The Gospel Today
Tuesday of the Second Week of Lent
Jesus spoke to the crowds and to his disciples, saying,
“The scribes and the Pharisees
have taken their seat on the chair of Moses.
Therefore, do and observe all things whatsoever they tell you,
but do not follow their example.
For they preach but they do not practice.
They tie up heavy burdens hard to carry
and lay them on people’s shoulders,
but they will not lift a finger to move them.
All their works are performed to be seen.
They widen their phylacteries and lengthen their tassels.
They love places of honor at banquets, seats of honor in synagogues,
greetings in marketplaces, and the salutation ‘Rabbi.’
As for you, do not be called ‘Rabbi.’
You have but one teacher, and you are all brothers.
Call no one on earth your father;
you have but one Father in heaven.
Do not be called ‘Master’;
you have but one master, the Christ.
The greatest among you must be your servant.

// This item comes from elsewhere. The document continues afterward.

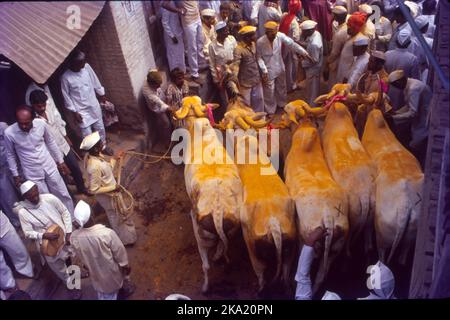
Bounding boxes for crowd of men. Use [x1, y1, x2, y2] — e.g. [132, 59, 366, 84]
[144, 0, 437, 161]
[0, 0, 437, 299]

Whoever exalts himself will be humbled;
but whoever humbles himself will be exalted.”
Reflection (Sem. Jorge Santiago, Jr.):
“The greatest among you must be your servant. Whoever exalts himself will be humbled; but whoever humbles himself will be exalted.”

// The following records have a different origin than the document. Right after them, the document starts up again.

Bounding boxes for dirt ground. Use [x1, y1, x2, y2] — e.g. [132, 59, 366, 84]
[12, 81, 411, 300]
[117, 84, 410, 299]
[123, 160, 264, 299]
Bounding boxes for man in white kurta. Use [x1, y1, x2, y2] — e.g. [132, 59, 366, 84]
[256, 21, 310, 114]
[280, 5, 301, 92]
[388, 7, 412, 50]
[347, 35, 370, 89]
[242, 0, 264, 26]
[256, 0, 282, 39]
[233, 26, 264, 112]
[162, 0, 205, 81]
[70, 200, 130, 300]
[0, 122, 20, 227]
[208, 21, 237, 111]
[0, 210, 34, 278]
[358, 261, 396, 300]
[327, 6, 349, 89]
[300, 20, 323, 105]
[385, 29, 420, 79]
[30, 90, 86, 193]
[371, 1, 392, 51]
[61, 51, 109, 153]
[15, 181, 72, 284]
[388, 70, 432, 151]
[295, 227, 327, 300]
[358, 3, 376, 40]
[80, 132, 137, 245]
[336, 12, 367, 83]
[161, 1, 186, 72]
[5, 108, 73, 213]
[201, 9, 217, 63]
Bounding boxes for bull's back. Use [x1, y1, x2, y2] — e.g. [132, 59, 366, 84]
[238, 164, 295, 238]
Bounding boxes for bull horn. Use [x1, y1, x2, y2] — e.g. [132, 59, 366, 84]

Everyone is called to serve and not to be the greatest but to be a living witness to God’s enormous love for us. We are now on the second week of lent and we are still reminded to be God’s arm in helping and serving everyone around us. It is life that Christ called us to live, it is the life that Pope Francis kept on reminding us. It is not just a call but a way of life.
On the second week of lent, we are reminded to be always available, to give to those in need and to share what we have. Sharing is not limited to the material wealth we can give. Material wealth are just manifestations of God’s grace and they are the most tangible thing we can give. However, there is much more to wealth.

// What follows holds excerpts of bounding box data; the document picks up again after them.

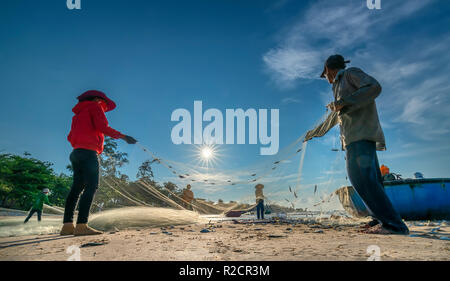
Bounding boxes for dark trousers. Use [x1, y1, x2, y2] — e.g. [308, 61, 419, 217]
[64, 149, 100, 223]
[24, 209, 42, 223]
[346, 140, 408, 233]
[256, 200, 264, 219]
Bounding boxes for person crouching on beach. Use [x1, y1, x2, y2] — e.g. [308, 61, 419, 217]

The season of lent also calls us to make personal sacrifices, to give up something as a reminder of how blessed we are. It is not deprivation but more of being able to let go of the simple pleasure for others. It may be a simple act of letting go of some comforts that we have in life in order to detach ourselves from them.
The small sacrifices that we give up, which in turn become our acts of mercy to those in need should help us develop a deeper sense of self, and more so, our deeper relationship with God. We ought to give up these small sacrifices for a better understanding of God’s call.
My seminary formation continually helps me realize all of these and God continues to deepen these through the different experiences I have. It is through the grace of God that I am able to move on and continue despite the many struggles that I have. It is through His sacrifice that I see the deeper meaning of what it means to be a servant.
Christ did not choose to die on the cross to be recognized. Christ chose to die on the cross to remind me of how much love He has for me, for all of us. It is in this sacrifice that He made me understand that loving is not just a physical act.
The season also is a reminder for us to reflect and repent. During the imposition of the ashes last Ash Wednesday, we were reminded to “turn away from our sins and believe in the Gospel” a reminder to go back to the fold and to the loving arms of God. Our Lenten experience should help us deepen our love for God. It should help us understand that every Lent is an encounter and a deepening experience. An invitation for us to grow more and more from the last experiences of Lent.
Let us continue to ask God to help us have a deeper relationship with Him not only during this season of Lent but also throughout our life. Let us ask Him to make this experience our way of life.